– Había cedido mis poderes -dijo el hombre dándole la espalda.
– ¡ Peor para mí!-concluyó el señor Merson-. En todo caso, lo que es seguro es que no la veremos esta noche.
– ¿Y el señor Pinarelli, ha venido? -preguntó la dama del caniche.
– ¡Su madre no le ha dado permiso para salir! Le ata en corto. Se cree que todavía tiene doce años. Él intenta hacer trastadas a sus espaldas ¡pero ella le castiga! Me lo ha dicho él. ¿Sabía que tiene prohibido salir por la noche? ¡Estoy seguro de que es virgen!

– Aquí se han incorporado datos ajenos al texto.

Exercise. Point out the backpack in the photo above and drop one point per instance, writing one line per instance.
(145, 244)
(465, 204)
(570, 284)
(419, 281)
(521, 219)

En una esquina, sentada en una silla Ikea, Iris contemplaba la escena y se lamentaba de lo bajo que había caído. A estas horas tendría que estar en Londres, en el hermoso piso de Philippe, cambiando de sitio un jarrón para marcar su presencia o guardando sus cachemires, y en cambio se encontraba en la vivienda de una portera, escuchando charlas sin interés o rechazando canapés insípidos y champán barato. Ni un solo hombre interesante, aparte de ese señor Merson que se la comía con la mirada. Era muy del estilo de Joséphine tratarse con gente tan ordinaria. ¡Dios mío! ¿Qué va a ser de mi vida? Todavía tenía la sensación de caminar por el largo pasillo blanco. Buscaba una salida.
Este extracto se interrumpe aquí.